О ЕДИНЕНИИ ДРУГ С ДРУГОМ
По силе своей старайтесь иметь доброе единение друг с другом, ибо чем более кто соединяется с ближним в любви и доброделании, тем более соединяется он с Богом.
И чтобы вам яснее понять силу сказанного, предложу вам сравнение, переданное от отцов. Представьте себе круг, начертанный на земле, середина которого называется центром, а прямые линии, идущие от центра к окружности, называются радиусами. Теперь вникните, что я буду говорить. Предположите, что этот круг — мир, а центр круга — Бог, радиусы же, то есть прямые линии, идущие от окружности к центру, — это пути жизни человеческой. Итак, насколько святые входят внутрь круга, желая приблизиться к Богу, настолько, по мере вхождения, они становятся ближе и к Богу, и друг к другу; и сколько приближаются к Богу, столько приближаются и друг к другу; и сколько приближаются друг к другу, столько приближаются и к Богу. Так разумейте и об удалении. Когда удаляются от Бога и возвращаются к внешнему, то очевидно, что в той мере, как они исходят от средоточия и удаляются от Бога, в той же мере удаляются и друг от друга; и сколько удаляются друг от друга, столько удаляются и от Бога. Таково естество любви: насколько мы находимся вне и не любим Бога, настолько каждый удалён и от ближнего. Если же возлюбим Бога, то сколько приближаемся к Богу любовью к Нему, столько соединяемся любовью и с ближним, и сколько соединяемся с ближним, столько соединяемся с Богом. Господь Бог да сподобит нас не только слышать полезное, но и исполнять, ибо по мере того, как мы стараемся и заботимся об исполнении слышанного, и Бог всегда просвещает нас и научает воле Своей.
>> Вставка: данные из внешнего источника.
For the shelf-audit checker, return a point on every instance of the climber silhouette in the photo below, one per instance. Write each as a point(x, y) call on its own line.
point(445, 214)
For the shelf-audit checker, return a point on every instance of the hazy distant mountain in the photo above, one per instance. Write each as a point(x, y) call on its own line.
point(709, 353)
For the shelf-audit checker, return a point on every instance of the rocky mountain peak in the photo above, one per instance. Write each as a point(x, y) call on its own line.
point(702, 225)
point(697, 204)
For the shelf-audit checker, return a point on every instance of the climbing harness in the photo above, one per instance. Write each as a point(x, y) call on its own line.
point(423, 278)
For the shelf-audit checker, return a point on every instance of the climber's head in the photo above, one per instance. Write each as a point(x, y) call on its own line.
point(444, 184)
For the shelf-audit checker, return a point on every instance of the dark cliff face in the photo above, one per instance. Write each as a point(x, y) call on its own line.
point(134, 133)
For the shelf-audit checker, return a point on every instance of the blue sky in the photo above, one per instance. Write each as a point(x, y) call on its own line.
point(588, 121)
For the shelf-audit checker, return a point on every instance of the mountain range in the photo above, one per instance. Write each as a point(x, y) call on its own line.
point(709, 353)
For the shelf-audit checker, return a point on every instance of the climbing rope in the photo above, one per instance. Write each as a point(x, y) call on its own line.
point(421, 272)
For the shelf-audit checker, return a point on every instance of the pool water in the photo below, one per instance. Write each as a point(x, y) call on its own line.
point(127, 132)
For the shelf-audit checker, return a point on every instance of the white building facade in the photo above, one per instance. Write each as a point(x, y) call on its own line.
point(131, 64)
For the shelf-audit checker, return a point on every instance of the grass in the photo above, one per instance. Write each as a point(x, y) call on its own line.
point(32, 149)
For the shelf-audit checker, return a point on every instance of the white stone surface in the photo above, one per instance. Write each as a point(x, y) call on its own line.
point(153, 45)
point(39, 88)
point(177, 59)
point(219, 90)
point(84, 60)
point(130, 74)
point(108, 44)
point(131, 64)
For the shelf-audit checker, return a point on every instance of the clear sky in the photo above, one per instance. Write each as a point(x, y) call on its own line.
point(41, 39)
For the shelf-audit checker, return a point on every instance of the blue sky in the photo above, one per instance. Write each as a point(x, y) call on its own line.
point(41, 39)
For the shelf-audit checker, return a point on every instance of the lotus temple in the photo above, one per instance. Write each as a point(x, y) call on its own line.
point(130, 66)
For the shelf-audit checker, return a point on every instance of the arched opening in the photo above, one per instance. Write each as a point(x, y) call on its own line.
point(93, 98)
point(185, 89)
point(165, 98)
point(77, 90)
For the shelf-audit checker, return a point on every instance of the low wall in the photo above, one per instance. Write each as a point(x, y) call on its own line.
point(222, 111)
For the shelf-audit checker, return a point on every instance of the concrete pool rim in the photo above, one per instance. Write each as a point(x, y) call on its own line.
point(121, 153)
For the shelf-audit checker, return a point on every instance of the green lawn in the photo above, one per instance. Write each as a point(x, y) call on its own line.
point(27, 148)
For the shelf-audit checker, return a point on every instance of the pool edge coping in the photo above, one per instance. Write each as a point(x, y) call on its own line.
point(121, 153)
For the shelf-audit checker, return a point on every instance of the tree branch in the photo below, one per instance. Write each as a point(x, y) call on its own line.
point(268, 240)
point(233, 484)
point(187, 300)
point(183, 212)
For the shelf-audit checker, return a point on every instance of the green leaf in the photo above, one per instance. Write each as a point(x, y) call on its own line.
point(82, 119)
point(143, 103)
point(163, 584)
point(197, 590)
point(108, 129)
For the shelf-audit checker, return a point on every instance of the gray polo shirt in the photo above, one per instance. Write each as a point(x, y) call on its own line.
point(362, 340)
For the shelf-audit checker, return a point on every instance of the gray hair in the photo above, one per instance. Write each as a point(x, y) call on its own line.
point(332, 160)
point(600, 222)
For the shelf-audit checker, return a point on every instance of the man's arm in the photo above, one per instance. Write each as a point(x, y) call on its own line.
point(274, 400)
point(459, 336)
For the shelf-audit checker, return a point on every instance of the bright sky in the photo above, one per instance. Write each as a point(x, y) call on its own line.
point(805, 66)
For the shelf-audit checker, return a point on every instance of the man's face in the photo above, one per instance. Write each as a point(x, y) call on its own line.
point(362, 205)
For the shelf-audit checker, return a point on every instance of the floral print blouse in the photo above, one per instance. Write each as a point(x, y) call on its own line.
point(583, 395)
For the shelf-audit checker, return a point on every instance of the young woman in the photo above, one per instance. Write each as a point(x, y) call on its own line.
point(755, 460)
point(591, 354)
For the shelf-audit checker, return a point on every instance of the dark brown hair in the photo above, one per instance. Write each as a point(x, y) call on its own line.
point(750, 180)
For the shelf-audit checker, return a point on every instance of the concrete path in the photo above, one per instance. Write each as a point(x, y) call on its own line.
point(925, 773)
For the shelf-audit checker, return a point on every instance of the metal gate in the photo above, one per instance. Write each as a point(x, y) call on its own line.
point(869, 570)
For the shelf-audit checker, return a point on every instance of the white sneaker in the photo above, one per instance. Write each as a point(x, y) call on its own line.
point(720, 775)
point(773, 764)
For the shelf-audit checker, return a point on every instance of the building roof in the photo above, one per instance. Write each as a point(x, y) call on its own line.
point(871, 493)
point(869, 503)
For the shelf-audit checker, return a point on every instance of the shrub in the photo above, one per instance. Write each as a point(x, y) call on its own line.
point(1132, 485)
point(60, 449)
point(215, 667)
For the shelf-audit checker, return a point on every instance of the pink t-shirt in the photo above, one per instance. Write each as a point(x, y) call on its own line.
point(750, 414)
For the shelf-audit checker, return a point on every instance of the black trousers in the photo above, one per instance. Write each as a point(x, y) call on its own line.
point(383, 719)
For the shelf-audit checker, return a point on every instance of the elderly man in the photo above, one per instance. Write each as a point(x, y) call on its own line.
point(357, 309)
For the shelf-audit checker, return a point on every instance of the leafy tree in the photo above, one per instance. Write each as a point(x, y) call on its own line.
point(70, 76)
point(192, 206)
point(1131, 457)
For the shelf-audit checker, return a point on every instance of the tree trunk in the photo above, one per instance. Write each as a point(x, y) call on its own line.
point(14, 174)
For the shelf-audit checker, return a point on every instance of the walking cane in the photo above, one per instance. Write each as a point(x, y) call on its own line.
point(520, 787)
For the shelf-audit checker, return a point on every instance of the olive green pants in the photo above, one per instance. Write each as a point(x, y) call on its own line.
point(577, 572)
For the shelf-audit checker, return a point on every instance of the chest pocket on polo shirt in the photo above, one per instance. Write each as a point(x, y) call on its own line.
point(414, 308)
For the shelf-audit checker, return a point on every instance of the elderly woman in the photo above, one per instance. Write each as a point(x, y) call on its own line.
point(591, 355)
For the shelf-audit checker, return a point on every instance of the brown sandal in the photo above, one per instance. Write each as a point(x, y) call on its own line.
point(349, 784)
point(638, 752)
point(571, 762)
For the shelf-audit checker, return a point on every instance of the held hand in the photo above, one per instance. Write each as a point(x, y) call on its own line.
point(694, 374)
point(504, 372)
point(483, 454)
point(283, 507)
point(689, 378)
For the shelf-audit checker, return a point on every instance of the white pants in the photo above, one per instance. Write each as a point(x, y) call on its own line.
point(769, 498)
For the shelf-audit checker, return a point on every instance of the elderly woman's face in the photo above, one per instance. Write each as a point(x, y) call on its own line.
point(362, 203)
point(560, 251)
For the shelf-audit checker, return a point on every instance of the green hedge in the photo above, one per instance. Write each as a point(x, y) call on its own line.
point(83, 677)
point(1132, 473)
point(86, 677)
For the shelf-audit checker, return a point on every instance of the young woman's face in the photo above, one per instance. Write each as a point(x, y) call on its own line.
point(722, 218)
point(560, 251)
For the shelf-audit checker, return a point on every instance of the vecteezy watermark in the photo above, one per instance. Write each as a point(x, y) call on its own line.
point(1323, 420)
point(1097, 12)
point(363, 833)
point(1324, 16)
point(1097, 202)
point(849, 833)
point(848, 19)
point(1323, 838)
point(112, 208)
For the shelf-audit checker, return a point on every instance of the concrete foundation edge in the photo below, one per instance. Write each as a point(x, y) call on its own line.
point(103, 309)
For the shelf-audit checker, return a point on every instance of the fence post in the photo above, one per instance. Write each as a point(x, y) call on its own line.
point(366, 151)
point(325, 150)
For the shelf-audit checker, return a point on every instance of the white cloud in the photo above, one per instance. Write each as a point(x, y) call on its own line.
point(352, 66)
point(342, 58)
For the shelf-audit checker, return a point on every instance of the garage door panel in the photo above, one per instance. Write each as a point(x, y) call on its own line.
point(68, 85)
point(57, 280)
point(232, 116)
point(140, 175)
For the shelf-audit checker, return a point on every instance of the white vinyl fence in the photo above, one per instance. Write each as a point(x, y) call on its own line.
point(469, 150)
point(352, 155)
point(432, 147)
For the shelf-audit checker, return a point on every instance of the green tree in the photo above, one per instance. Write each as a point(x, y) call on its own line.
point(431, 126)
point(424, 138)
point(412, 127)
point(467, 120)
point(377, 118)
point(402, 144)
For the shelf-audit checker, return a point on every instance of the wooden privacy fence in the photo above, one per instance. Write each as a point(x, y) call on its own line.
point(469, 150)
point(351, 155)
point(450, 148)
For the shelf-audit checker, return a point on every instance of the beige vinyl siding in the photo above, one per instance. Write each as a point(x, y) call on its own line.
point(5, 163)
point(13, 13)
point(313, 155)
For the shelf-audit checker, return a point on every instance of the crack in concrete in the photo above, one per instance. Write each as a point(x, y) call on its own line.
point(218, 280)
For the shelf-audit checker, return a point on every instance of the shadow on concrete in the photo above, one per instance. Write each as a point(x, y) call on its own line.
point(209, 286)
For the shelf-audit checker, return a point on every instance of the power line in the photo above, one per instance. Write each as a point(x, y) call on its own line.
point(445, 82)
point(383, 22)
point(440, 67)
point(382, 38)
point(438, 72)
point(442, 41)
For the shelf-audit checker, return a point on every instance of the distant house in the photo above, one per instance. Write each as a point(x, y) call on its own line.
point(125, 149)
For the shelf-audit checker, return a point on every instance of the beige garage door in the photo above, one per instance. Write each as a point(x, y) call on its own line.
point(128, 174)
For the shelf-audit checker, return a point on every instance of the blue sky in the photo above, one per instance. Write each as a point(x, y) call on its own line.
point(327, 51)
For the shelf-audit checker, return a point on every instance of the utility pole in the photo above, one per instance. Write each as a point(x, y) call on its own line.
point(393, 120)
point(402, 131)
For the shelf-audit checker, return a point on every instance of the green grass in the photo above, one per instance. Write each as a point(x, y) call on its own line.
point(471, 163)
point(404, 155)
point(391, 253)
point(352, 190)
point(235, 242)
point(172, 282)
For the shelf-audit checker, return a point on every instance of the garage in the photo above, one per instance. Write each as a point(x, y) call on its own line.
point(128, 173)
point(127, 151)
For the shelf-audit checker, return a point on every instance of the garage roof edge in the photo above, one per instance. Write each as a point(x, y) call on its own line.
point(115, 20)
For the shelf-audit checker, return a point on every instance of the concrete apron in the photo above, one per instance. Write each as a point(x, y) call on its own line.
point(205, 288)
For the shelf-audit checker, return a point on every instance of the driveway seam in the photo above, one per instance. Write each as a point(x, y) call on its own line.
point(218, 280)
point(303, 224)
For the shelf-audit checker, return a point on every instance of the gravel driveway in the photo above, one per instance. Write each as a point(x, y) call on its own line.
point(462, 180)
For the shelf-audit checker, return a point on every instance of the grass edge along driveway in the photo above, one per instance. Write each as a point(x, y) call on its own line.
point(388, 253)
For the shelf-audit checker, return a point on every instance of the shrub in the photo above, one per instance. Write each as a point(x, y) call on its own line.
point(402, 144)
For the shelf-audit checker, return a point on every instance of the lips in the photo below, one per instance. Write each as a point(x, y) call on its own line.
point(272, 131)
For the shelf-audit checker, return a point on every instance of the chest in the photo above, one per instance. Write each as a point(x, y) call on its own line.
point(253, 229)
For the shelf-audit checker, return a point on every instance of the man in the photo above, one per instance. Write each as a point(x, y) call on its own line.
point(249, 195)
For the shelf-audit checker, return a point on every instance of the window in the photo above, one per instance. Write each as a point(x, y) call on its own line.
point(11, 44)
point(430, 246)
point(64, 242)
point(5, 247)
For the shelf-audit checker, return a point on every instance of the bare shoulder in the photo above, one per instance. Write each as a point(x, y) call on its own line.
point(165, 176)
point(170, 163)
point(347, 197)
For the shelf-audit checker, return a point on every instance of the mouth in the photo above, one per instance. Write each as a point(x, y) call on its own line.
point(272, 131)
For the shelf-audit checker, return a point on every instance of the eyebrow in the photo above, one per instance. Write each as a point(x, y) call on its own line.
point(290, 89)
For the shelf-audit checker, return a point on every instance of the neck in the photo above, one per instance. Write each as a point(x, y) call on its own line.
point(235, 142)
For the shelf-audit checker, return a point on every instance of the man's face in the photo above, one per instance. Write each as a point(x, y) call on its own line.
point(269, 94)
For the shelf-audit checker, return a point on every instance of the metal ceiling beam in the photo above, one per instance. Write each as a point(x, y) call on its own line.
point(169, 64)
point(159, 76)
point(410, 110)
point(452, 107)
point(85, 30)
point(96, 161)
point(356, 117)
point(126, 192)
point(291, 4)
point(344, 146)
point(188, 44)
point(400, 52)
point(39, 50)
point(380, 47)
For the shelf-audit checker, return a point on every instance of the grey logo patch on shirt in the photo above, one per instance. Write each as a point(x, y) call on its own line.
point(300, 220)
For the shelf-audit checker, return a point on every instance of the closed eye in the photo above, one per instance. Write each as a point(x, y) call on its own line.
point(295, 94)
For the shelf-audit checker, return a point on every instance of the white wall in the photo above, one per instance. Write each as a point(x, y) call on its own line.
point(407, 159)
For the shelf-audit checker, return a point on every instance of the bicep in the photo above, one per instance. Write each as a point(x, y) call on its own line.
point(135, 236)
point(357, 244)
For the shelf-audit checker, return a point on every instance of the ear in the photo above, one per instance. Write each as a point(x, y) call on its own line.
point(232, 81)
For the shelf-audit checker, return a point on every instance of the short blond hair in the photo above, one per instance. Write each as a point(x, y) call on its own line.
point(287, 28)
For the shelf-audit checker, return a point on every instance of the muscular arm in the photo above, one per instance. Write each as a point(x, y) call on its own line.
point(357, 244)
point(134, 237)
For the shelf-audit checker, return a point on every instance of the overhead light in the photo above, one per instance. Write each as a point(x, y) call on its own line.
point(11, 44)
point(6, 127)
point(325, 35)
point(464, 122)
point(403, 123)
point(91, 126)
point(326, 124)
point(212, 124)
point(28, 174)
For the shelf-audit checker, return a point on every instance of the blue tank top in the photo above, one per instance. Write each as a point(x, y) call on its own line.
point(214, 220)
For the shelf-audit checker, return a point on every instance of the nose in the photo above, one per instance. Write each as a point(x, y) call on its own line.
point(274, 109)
О ВОЛЕ БОЖИЕЙ И ВОЛЕ ЧЕЛОВЕЧЕСКОЙ
Когда мы держимся своей воли и сами себя оправдываем, тогда, делая как будто бы доброе дело, мы сами себе расставляем сети и даже не знаем, как погибаем. Ибо как можем мы узнать волю Божию и понять её, если верим самим себе и держимся своей воли?
Тогда только человек видит непорочный путь Божий, когда оставит свою волю. Когда же повинуется своей воле, то не видит, что непорочны пути Божии; но если услышит чьё-либо наставление, он сразу отвергает его и действует напротив, ибо как ему послушаться чьего-либо совета, если он держится своей юли?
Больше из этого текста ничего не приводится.